Là où il est utilisé, le beurre local semble faire des heureux. Patrice Demers, de Patrice Pâtissier, utilise maintenant exclusivement du beurre québécois, à 84 %, qui lui convient tout à fait. « Mais je ne fais pas de croissants », précise-t-il. Chez Hof Kelsten, Jeffrey Finkelstein s’en sort très bien avec du beurre canadien standard (à 80 %), qu’il travaille avec une presse hydraulique pour ses croissants. « On joue aussi beaucoup avec la température, ajoute celui qui se dit intéressé par le beurre de culture. Bien sûr, j’aimerais utiliser un beurre bio à la boulangerie, mais c’est trop cher. »
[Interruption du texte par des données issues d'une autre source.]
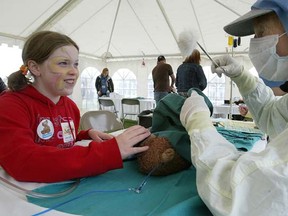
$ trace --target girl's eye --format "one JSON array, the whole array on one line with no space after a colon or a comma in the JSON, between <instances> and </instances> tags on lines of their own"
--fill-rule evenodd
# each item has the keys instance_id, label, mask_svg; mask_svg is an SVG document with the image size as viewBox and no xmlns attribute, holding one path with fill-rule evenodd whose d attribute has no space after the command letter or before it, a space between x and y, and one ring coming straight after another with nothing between
<instances>
[{"instance_id":1,"label":"girl's eye","mask_svg":"<svg viewBox=\"0 0 288 216\"><path fill-rule=\"evenodd\" d=\"M68 62L63 61L63 62L59 62L58 64L59 64L60 66L67 66L67 65L68 65Z\"/></svg>"}]
</instances>

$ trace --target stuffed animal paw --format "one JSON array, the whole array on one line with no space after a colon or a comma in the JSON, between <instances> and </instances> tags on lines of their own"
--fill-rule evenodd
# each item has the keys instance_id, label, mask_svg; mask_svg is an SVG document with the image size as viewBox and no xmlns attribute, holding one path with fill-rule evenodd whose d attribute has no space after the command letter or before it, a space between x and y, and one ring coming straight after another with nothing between
<instances>
[{"instance_id":1,"label":"stuffed animal paw","mask_svg":"<svg viewBox=\"0 0 288 216\"><path fill-rule=\"evenodd\" d=\"M137 156L139 170L151 175L165 176L187 169L191 163L182 158L165 137L151 135L140 146L149 146L149 149ZM157 167L157 168L156 168Z\"/></svg>"}]
</instances>

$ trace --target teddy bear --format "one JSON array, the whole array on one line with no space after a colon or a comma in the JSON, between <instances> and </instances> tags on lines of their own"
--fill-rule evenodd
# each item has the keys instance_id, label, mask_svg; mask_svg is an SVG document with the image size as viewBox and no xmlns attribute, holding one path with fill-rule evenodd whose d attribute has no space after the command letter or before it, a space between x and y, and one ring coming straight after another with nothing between
<instances>
[{"instance_id":1,"label":"teddy bear","mask_svg":"<svg viewBox=\"0 0 288 216\"><path fill-rule=\"evenodd\" d=\"M139 146L149 149L137 155L140 172L154 176L166 176L191 166L191 162L182 158L166 137L151 134ZM154 170L153 170L154 169Z\"/></svg>"},{"instance_id":2,"label":"teddy bear","mask_svg":"<svg viewBox=\"0 0 288 216\"><path fill-rule=\"evenodd\" d=\"M190 96L196 91L213 113L209 98L197 88L188 91ZM180 122L180 112L186 98L178 94L168 94L162 98L153 111L151 136L141 142L140 146L149 146L145 152L137 155L139 170L142 173L165 176L191 166L190 137Z\"/></svg>"}]
</instances>

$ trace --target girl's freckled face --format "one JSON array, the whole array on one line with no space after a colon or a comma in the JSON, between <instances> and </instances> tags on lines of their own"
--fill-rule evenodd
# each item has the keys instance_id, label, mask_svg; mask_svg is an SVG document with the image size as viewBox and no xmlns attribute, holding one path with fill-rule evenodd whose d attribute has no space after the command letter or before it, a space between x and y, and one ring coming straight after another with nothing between
<instances>
[{"instance_id":1,"label":"girl's freckled face","mask_svg":"<svg viewBox=\"0 0 288 216\"><path fill-rule=\"evenodd\" d=\"M56 88L61 90L65 87L64 78L68 75L71 67L61 67L59 62L65 62L65 59L62 57L53 57L50 59L48 67L51 73L56 75L54 76L53 80L55 82Z\"/></svg>"},{"instance_id":2,"label":"girl's freckled face","mask_svg":"<svg viewBox=\"0 0 288 216\"><path fill-rule=\"evenodd\" d=\"M72 45L56 49L39 64L40 75L36 77L34 87L56 102L60 96L72 94L79 77L78 54Z\"/></svg>"}]
</instances>

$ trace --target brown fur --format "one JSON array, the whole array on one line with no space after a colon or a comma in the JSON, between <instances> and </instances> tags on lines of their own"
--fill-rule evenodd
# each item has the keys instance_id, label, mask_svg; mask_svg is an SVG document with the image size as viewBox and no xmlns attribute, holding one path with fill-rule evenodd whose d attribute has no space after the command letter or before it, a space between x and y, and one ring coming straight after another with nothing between
<instances>
[{"instance_id":1,"label":"brown fur","mask_svg":"<svg viewBox=\"0 0 288 216\"><path fill-rule=\"evenodd\" d=\"M179 172L191 166L174 150L165 137L151 135L140 146L149 146L149 149L137 156L139 170L148 174L154 167L160 165L151 175L165 176Z\"/></svg>"}]
</instances>

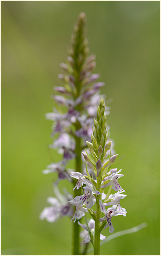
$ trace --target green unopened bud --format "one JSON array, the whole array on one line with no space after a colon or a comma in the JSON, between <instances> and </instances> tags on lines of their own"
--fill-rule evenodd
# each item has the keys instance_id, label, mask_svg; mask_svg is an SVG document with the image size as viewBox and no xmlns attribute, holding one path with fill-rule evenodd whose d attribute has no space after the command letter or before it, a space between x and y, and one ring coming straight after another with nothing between
<instances>
[{"instance_id":1,"label":"green unopened bud","mask_svg":"<svg viewBox=\"0 0 161 256\"><path fill-rule=\"evenodd\" d=\"M91 136L91 139L92 141L93 140L93 142L94 143L95 145L97 145L97 140L95 139L95 138L94 137L94 135L93 134L92 134Z\"/></svg>"},{"instance_id":2,"label":"green unopened bud","mask_svg":"<svg viewBox=\"0 0 161 256\"><path fill-rule=\"evenodd\" d=\"M105 138L104 138L103 136L102 135L102 138L101 138L101 141L100 142L100 144L101 145L103 145L104 140L105 140Z\"/></svg>"},{"instance_id":3,"label":"green unopened bud","mask_svg":"<svg viewBox=\"0 0 161 256\"><path fill-rule=\"evenodd\" d=\"M91 163L91 162L87 162L87 164L88 165L88 167L89 168L90 168L90 169L91 169L92 170L93 168L93 167L92 164Z\"/></svg>"},{"instance_id":4,"label":"green unopened bud","mask_svg":"<svg viewBox=\"0 0 161 256\"><path fill-rule=\"evenodd\" d=\"M97 121L96 121L96 120L95 120L95 119L94 121L94 127L95 127L95 129L96 129L97 127L97 125L98 124L98 122L97 122Z\"/></svg>"},{"instance_id":5,"label":"green unopened bud","mask_svg":"<svg viewBox=\"0 0 161 256\"><path fill-rule=\"evenodd\" d=\"M100 113L101 116L103 116L104 115L104 110L103 108L100 111Z\"/></svg>"},{"instance_id":6,"label":"green unopened bud","mask_svg":"<svg viewBox=\"0 0 161 256\"><path fill-rule=\"evenodd\" d=\"M103 122L104 122L106 120L106 113L104 113L103 115Z\"/></svg>"},{"instance_id":7,"label":"green unopened bud","mask_svg":"<svg viewBox=\"0 0 161 256\"><path fill-rule=\"evenodd\" d=\"M97 139L97 133L96 133L96 131L94 132L94 137Z\"/></svg>"},{"instance_id":8,"label":"green unopened bud","mask_svg":"<svg viewBox=\"0 0 161 256\"><path fill-rule=\"evenodd\" d=\"M105 129L102 129L103 131L103 132L102 132L102 135L104 137L105 137L105 135L106 135L106 131Z\"/></svg>"},{"instance_id":9,"label":"green unopened bud","mask_svg":"<svg viewBox=\"0 0 161 256\"><path fill-rule=\"evenodd\" d=\"M114 162L118 155L118 154L117 154L116 155L114 155L112 156L109 159L109 161L110 162L110 163L111 164L112 164Z\"/></svg>"},{"instance_id":10,"label":"green unopened bud","mask_svg":"<svg viewBox=\"0 0 161 256\"><path fill-rule=\"evenodd\" d=\"M110 140L110 141L109 141L109 142L108 142L108 143L106 144L105 146L105 148L107 150L109 150L111 146L111 143L112 141Z\"/></svg>"},{"instance_id":11,"label":"green unopened bud","mask_svg":"<svg viewBox=\"0 0 161 256\"><path fill-rule=\"evenodd\" d=\"M99 158L100 158L103 154L103 150L101 145L100 145L98 149L98 153L99 154Z\"/></svg>"},{"instance_id":12,"label":"green unopened bud","mask_svg":"<svg viewBox=\"0 0 161 256\"><path fill-rule=\"evenodd\" d=\"M99 130L100 130L100 125L99 124L98 124L97 125L97 133L98 133L99 132Z\"/></svg>"},{"instance_id":13,"label":"green unopened bud","mask_svg":"<svg viewBox=\"0 0 161 256\"><path fill-rule=\"evenodd\" d=\"M100 110L99 107L97 107L97 121L98 122L99 122L100 118L101 117L100 114Z\"/></svg>"},{"instance_id":14,"label":"green unopened bud","mask_svg":"<svg viewBox=\"0 0 161 256\"><path fill-rule=\"evenodd\" d=\"M93 149L93 145L92 145L92 143L91 143L91 142L89 142L89 141L86 141L87 145L88 146L88 147L90 148L91 149Z\"/></svg>"},{"instance_id":15,"label":"green unopened bud","mask_svg":"<svg viewBox=\"0 0 161 256\"><path fill-rule=\"evenodd\" d=\"M96 130L95 128L94 127L94 128L93 128L93 134L94 135L94 132L95 132Z\"/></svg>"},{"instance_id":16,"label":"green unopened bud","mask_svg":"<svg viewBox=\"0 0 161 256\"><path fill-rule=\"evenodd\" d=\"M89 161L89 160L88 157L87 155L86 155L85 153L83 152L82 152L82 154L84 157L84 159L85 161L87 161L87 162L88 162Z\"/></svg>"},{"instance_id":17,"label":"green unopened bud","mask_svg":"<svg viewBox=\"0 0 161 256\"><path fill-rule=\"evenodd\" d=\"M101 99L100 101L100 110L102 109L102 108L103 107L103 104L104 103L104 101L103 100L102 98Z\"/></svg>"}]
</instances>

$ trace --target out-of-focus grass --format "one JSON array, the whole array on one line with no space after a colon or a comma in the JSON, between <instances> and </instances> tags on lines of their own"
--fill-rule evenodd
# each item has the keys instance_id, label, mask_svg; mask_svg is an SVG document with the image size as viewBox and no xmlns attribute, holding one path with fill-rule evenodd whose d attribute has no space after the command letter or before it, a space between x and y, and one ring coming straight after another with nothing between
<instances>
[{"instance_id":1,"label":"out-of-focus grass","mask_svg":"<svg viewBox=\"0 0 161 256\"><path fill-rule=\"evenodd\" d=\"M82 11L96 72L106 83L101 92L114 99L109 123L120 156L114 167L125 174L128 213L113 218L114 231L148 224L103 245L101 253L159 254L160 3L3 1L1 7L1 254L71 254L70 219L50 224L38 216L56 178L41 173L51 161L51 124L44 115Z\"/></svg>"}]
</instances>

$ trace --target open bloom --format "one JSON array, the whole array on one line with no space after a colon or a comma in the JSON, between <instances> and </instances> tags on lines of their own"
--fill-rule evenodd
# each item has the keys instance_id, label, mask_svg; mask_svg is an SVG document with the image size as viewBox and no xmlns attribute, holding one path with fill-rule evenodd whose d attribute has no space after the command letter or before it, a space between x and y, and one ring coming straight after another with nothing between
<instances>
[{"instance_id":1,"label":"open bloom","mask_svg":"<svg viewBox=\"0 0 161 256\"><path fill-rule=\"evenodd\" d=\"M49 222L54 222L60 217L65 215L71 217L73 214L73 207L68 202L71 199L72 196L65 189L65 195L61 195L55 184L53 187L58 199L52 197L48 197L47 202L52 206L45 207L40 215L40 219L46 219Z\"/></svg>"},{"instance_id":2,"label":"open bloom","mask_svg":"<svg viewBox=\"0 0 161 256\"><path fill-rule=\"evenodd\" d=\"M85 204L87 208L91 208L94 204L94 199L95 197L92 194L98 195L101 193L98 190L92 191L91 188L87 186L84 187L83 188L86 191L85 193L82 196L77 196L74 198L74 200L78 203L78 206Z\"/></svg>"},{"instance_id":3,"label":"open bloom","mask_svg":"<svg viewBox=\"0 0 161 256\"><path fill-rule=\"evenodd\" d=\"M86 184L87 185L88 185L88 183L92 184L90 181L84 178L83 175L80 173L72 172L72 174L70 174L70 176L71 176L71 177L78 179L77 184L74 188L73 188L73 190L74 190L76 188L77 188L77 189L78 189L80 187L81 183L82 186L83 184Z\"/></svg>"},{"instance_id":4,"label":"open bloom","mask_svg":"<svg viewBox=\"0 0 161 256\"><path fill-rule=\"evenodd\" d=\"M84 231L81 232L80 235L82 237L84 238L84 243L88 243L90 241L90 239L89 237L89 235L88 233L88 230L86 225L83 225L80 223L79 221L78 222L78 223L83 229L85 230ZM92 229L93 229L94 231L94 226L95 223L93 219L91 219L88 223L88 225L89 229L90 232L91 231ZM103 240L106 238L105 236L103 236L101 234L100 239L101 240Z\"/></svg>"},{"instance_id":5,"label":"open bloom","mask_svg":"<svg viewBox=\"0 0 161 256\"><path fill-rule=\"evenodd\" d=\"M118 213L118 215L122 215L125 217L127 212L126 210L126 209L121 207L119 202L121 199L121 199L123 199L125 196L126 196L127 195L121 194L121 191L119 191L117 192L117 193L115 193L114 195L111 194L109 196L108 199L111 199L112 201L111 202L104 203L103 204L105 206L113 205L113 207L115 208L116 208L118 205L117 208L116 210L116 213Z\"/></svg>"},{"instance_id":6,"label":"open bloom","mask_svg":"<svg viewBox=\"0 0 161 256\"><path fill-rule=\"evenodd\" d=\"M69 174L65 169L65 166L66 161L64 160L60 161L58 163L52 163L51 164L48 165L47 169L44 170L42 173L44 174L48 174L50 173L56 172L58 175L58 181L60 180L67 179L69 181L71 181L71 179Z\"/></svg>"}]
</instances>

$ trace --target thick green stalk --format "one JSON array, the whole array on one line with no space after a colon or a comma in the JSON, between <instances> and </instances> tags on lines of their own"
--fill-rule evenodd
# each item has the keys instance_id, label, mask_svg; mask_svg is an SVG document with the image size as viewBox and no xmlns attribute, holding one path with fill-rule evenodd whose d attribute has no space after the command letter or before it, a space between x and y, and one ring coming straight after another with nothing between
<instances>
[{"instance_id":1,"label":"thick green stalk","mask_svg":"<svg viewBox=\"0 0 161 256\"><path fill-rule=\"evenodd\" d=\"M99 199L100 195L96 196L96 220L95 220L94 228L94 255L100 255L100 237L101 232L99 230L101 222L99 219L101 218L101 210L100 209Z\"/></svg>"},{"instance_id":2,"label":"thick green stalk","mask_svg":"<svg viewBox=\"0 0 161 256\"><path fill-rule=\"evenodd\" d=\"M75 171L76 172L81 172L81 150L80 139L78 137L75 138L75 153L77 154L76 158ZM74 187L77 181L77 180L74 181ZM80 191L75 189L74 191L74 198L76 196L80 196ZM80 255L80 226L78 224L77 220L75 223L73 225L73 239L72 246L72 255Z\"/></svg>"}]
</instances>

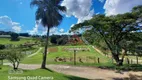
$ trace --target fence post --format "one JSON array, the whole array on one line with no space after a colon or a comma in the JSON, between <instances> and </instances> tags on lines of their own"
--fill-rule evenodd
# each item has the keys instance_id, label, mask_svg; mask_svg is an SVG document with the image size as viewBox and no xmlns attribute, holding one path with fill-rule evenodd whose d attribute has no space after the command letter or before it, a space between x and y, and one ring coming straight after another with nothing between
<instances>
[{"instance_id":1,"label":"fence post","mask_svg":"<svg viewBox=\"0 0 142 80\"><path fill-rule=\"evenodd\" d=\"M94 63L96 63L96 57L94 57Z\"/></svg>"},{"instance_id":2,"label":"fence post","mask_svg":"<svg viewBox=\"0 0 142 80\"><path fill-rule=\"evenodd\" d=\"M100 58L98 58L98 63L100 63Z\"/></svg>"},{"instance_id":3,"label":"fence post","mask_svg":"<svg viewBox=\"0 0 142 80\"><path fill-rule=\"evenodd\" d=\"M133 60L131 59L131 64L133 64Z\"/></svg>"},{"instance_id":4,"label":"fence post","mask_svg":"<svg viewBox=\"0 0 142 80\"><path fill-rule=\"evenodd\" d=\"M76 50L74 50L74 65L76 65Z\"/></svg>"},{"instance_id":5,"label":"fence post","mask_svg":"<svg viewBox=\"0 0 142 80\"><path fill-rule=\"evenodd\" d=\"M136 56L136 60L137 60L137 64L139 64L139 62L138 62L138 56Z\"/></svg>"},{"instance_id":6,"label":"fence post","mask_svg":"<svg viewBox=\"0 0 142 80\"><path fill-rule=\"evenodd\" d=\"M127 64L130 64L129 58L127 58Z\"/></svg>"}]
</instances>

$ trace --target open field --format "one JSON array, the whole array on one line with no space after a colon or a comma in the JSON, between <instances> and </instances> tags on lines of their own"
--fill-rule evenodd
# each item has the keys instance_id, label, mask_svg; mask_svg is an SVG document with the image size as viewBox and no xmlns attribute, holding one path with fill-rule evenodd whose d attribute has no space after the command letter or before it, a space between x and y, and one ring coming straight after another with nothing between
<instances>
[{"instance_id":1,"label":"open field","mask_svg":"<svg viewBox=\"0 0 142 80\"><path fill-rule=\"evenodd\" d=\"M0 69L0 75L1 75L0 79L8 80L8 77L23 77L23 78L26 77L27 78L26 80L87 80L85 78L64 75L61 73L57 73L57 72L50 71L50 70L44 70L44 69L36 69L36 70L21 70L20 69L19 73L17 71L18 74L16 72L12 73L10 72L10 70L12 70L11 67L3 66L3 68ZM39 79L32 79L32 77L36 77L36 76L39 77ZM46 77L46 79L40 79L43 77ZM11 80L16 80L16 79L11 79ZM25 79L20 79L20 80L25 80Z\"/></svg>"},{"instance_id":2,"label":"open field","mask_svg":"<svg viewBox=\"0 0 142 80\"><path fill-rule=\"evenodd\" d=\"M10 38L0 38L0 44L23 44L25 42L33 42L32 38L21 38L20 41L10 41Z\"/></svg>"},{"instance_id":3,"label":"open field","mask_svg":"<svg viewBox=\"0 0 142 80\"><path fill-rule=\"evenodd\" d=\"M48 64L73 64L73 57L74 57L74 51L72 50L65 50L67 48L73 49L73 48L86 48L89 51L77 51L76 52L76 61L79 64L88 64L88 63L97 63L97 59L100 58L100 63L110 63L111 59L109 59L106 56L103 56L96 52L91 46L53 46L49 48L49 53L47 56L47 63ZM44 48L43 48L44 49ZM25 58L22 63L25 64L40 64L42 61L42 53L43 49L35 56L31 58ZM66 58L66 62L64 61L55 61L56 57L59 58ZM81 58L82 63L79 61ZM72 60L71 60L72 59Z\"/></svg>"}]
</instances>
Les beurres de spécialité, surtout biologiques, restent en effet généralement plus coûteux que les beurres ordinaires. Mais l’écart de prix tend à diminuer et reste assez modeste pour une consommation personnelle. « Je suis prêt à payer 1 ou 2 $ de plus pour un bon beurre que je vais mettre en valeur, sans trop le transformer, mais peut-être pas pour cuire un steak, explique Guillaume Sparks-Beaulé. C’est un peu comme pour une huile d’olive de finition, qui coûte pas mal plus cher que celle que j’achète en bidon pour la cuisine. »

Comme quoi, du beurre, ça n’est pas toujours juste du beurre.